Through cooperative efforts such as COG, doctors continue to make significant progress in treatment. Clinical studies, also called clinical trials, are the backbone of this success. In fact, more than half of all American children with cancer receive their therapy as part of a clinical study.

As a result of the progress made through research, the outlook for most children with cancer is promising—about 80 percent of children diagnosed today survive. This is a significant improvement compared to the 10 to 20 percent survival rate seen 50 years ago.

Understanding the Options

If your child has been diagnosed with cancer, his or her doctor may talk to you about having your child participate in a clinical study. Participation is completely voluntary. Whether your child participates in a clinical study or not, through Seattle Children’s and Fred Hutch your child will get the same high quality of care.

When considering a clinical study, you will likely want to understand any differences between the standard treatment for your child’s disease and the treatment your child would receive in the study. In a typical randomized clinical study for children with cancer, some children receive the standard treatment, while others receive an investigational treatment. Often this investigational treatment is very similar to the standard; for example, it may be the same drug given at a different dose or given with a different combination of drugs previously shown to be effective. Your child’s treatment team can explain all your child’s treatment options, including standard and investigational treatments.

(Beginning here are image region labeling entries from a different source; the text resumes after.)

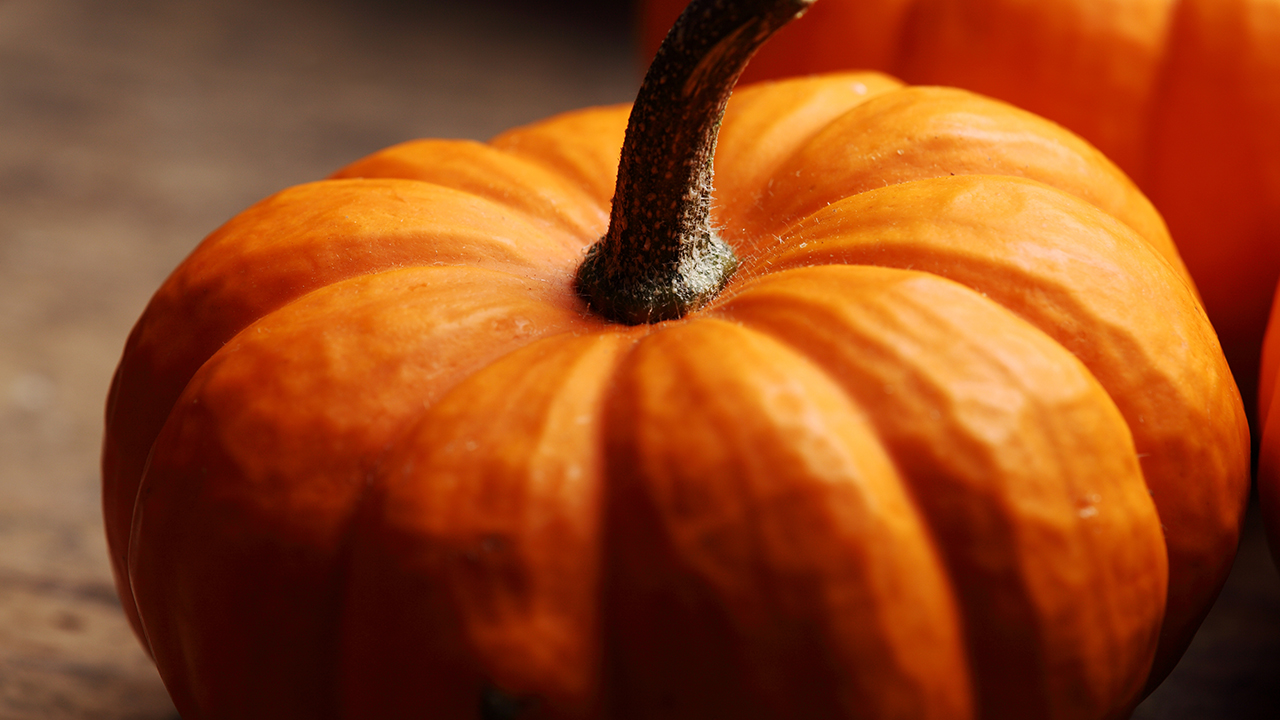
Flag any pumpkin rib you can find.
[102,175,596,638]
[489,104,631,212]
[713,73,902,238]
[717,265,1167,717]
[605,318,969,720]
[330,138,609,245]
[717,177,1249,676]
[342,328,648,717]
[128,268,602,716]
[726,82,1189,277]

Ask as many questions of your child’s treatment team as you need to feel comfortable before deciding on a study. Talk with your child’s treatment team about how much time you have to decide on a course of treatment. Depending on your child’s disease, doctors may need to start treatment very quickly, or you may have days or weeks to make a treatment choice.

Doctors understand that you may want a second opinion before deciding, and they will not be offended if you ask about getting one. The ideal way to do this is to discuss it with your child’s primary oncologist to ensure that any consulting doctor has timely access to your child’s full medical information.

Differences Between Children and Adults

Since cancer in children is uncommon, most cancer therapies have not been tested in children. A common approach has been to use data from adult research and adjust for the body weight of the child; however, children aren’t just small adults.

Differences between adults and children in the biology of tumors, metabolism, organ development, and body proportion may cause children to respond differently to treatments. This is one reason why it’s important to conduct studies with children as well as adults. It’s also important that researchers working with children give special consideration to the differences. Even so, it may be comforting to know that in many clinical studies of an intervention not previously used in children, the treatment has already been tested in adults.

Another important difference is that children under the legal age of consent — age 18 — cannot give informed consent, which implies fully understanding the study process, the risks, and other factors. This means you must be involved in the decision and must give permission for your child to enroll in a study.

Depending on your child’s age, he or she may be able to understand at least some aspects of this decision and may have an opinion. According to the National Commission for Protection of Human Subjects of Biomedical and Behavioral Research, children age 7 or older can assent or dissent (agree or not agree) to take part in studies. According to the National Cancer Institute, researchers must obtain a child’s assent unless:

  • The child is not capable of assenting (for instance, the child is an infant).
  • The clinical study offers a therapy thought to be better than those currently available.
  • The clinical study is the only treatment option.

Before your child assents or dissents, the study must be explained to them in terms appropriate to their age. Your child’s treatment team can help with this. Visual aids may help, too.